Do udziału w projekcie zgłoszony został Ogólnopolski Konkurs „Żołnierze Wyklęci – Bohaterowie Niezłomni”, którego jednym ze współorganizatorów jest Związek Żołnierzy Narodowych Sił Zbrojnych. W konkursie biorą udział prace plastyczne, literackie i multimedialne z całego kraju. Najlepsze z nich można było oglądać w trakcie wystawy w Trybunale Koronnym w ramach obchodów Narodowego Dnia Pamięci Żołnierzy Wyklętych.
Czytaj także: W obronie prawdy historycznej. Walczymy o dobre imię cichociemnego i żołnierza NSZ, Leonarda Zub-Zdanowicza!
Reprezentanci Związku z wiceprezesem Zarządu Głównego Karolem Wołkiem na czele pojawili się na Placu po Farze o ustalonej z organizatorami godzinie. Niestety na miejscu okazało się, że zasłużony związek kombatancki nie jest mile widziany na wydarzeniu rzekomo otwartym i mającym łączyć mieszkańców Lublina. Doszło nawet do przepychanek a wiceprezes Związku, wg. świadków i samego zainteresowanego, był siłą wypychany z terenu wydarzenia osobiście przez Dyrektora Wydziału Kultury Miasta Lublina Michała Karapudę. Ostatecznie, po interwencji Prezydenta Lublina Krzysztofa Żuka, członkowie ZŻNSZ znaleźli się na zdjęciu, ale jednak bez baneru. Czy używanie siły do usunięcia związku kombatanckiego, zasłużonego dla lubelskiej kultury, z wydarzenia mającego uświetnić 700-lecie lokacji miasta przystoi funkcji wysokiego urzędnika miejskiego jaką sprawuje Michał Karapuda? Czy nie jest to zachowanie przywodzące na myśl najciemniejszy okres słusznie minionego systemu?
Zdarzenie dla wMeritum.pl relacjonuje Karol Wołek, wiceprezes Zarządu Głównego Związku Żołnierzy Narodowych Sił Zbrojnych:
Zgłosiłem do projektu Portret Miasta Ogólnopolski Konkurs „Żołnierze Wyklęci – Bohaterowie Niezłomni” przeznaczony dla uczniów szkół gimnazjalnych i ponadgimnazjalnych, który odbywa się w 3 kategoriach: plastycznej, literackiej i multimedialnej. Konkurs jest objęty patronatem honorowym Ministra Edukacji Narodowej, Ministra Kultury i Dziedzictwa Narodowego, Ministra Obrony Narodowej, Urzędu do Spraw Kombatantów i Osób Represjonowanych, Rady Ochrony Pamięci Walk i Męczeństwa, 3 Kuratorów Oświaty, Prezydenta Miasta Lublina, Związku Żołnierzy Narodowych Sił Zbrojnych i wielu innych instytucji, organizacji i związków kombatanckich. Prace konkursowe można było oglądać na wystawie w Trybunale Koronnym w czasie ostatnich uroczystości ku czci Żołnierzy Wyklętych.

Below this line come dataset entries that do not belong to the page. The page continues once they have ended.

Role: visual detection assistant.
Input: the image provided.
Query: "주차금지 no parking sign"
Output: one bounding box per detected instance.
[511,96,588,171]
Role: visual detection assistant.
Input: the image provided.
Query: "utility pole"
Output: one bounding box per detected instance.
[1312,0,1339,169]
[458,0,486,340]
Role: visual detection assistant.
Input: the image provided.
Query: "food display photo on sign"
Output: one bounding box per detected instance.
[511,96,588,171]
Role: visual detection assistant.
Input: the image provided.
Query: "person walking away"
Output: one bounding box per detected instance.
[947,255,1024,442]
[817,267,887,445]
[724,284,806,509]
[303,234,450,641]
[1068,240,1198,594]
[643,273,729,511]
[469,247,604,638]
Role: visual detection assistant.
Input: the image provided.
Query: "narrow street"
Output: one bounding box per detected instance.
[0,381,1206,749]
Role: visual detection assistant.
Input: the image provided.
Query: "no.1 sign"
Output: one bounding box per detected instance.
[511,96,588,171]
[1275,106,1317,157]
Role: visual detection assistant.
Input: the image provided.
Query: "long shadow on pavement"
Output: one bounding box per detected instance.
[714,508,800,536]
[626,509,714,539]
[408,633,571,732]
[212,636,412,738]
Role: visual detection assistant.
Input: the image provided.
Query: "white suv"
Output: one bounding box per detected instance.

Po przyjściu na Plac po Farze okazało się, że organizatorzy nie są tak otwarci jak deklarowali. Organizator trzykrotnie unikał rozmowy zasłaniając się brakiem czasu, a Dyrektor Wydziału Kultury Miasta Lublin Michał Karapuda wprost powiedział, że nie chce organizatorów Konkursu o Żołnierzach Wyklętych i sam fizycznie próbował wypchnąć mnie, organizatora Konkursu, z placu. Dopiero przybycie prezydenta Lublina Żuka i jego oświadczenie, że Lublin jest dla wszystkich sprawiło, że organizatorzy Portretu Miasta zaczęli panować nad swoją agresją. Nie pozwolono rozwinąć banneru Związku Żołnierzy NSZ – jednego z organizatorów konkursu o Żołnierzach Wyklętych, pomimo że na placu były bannery innych inicjatyw.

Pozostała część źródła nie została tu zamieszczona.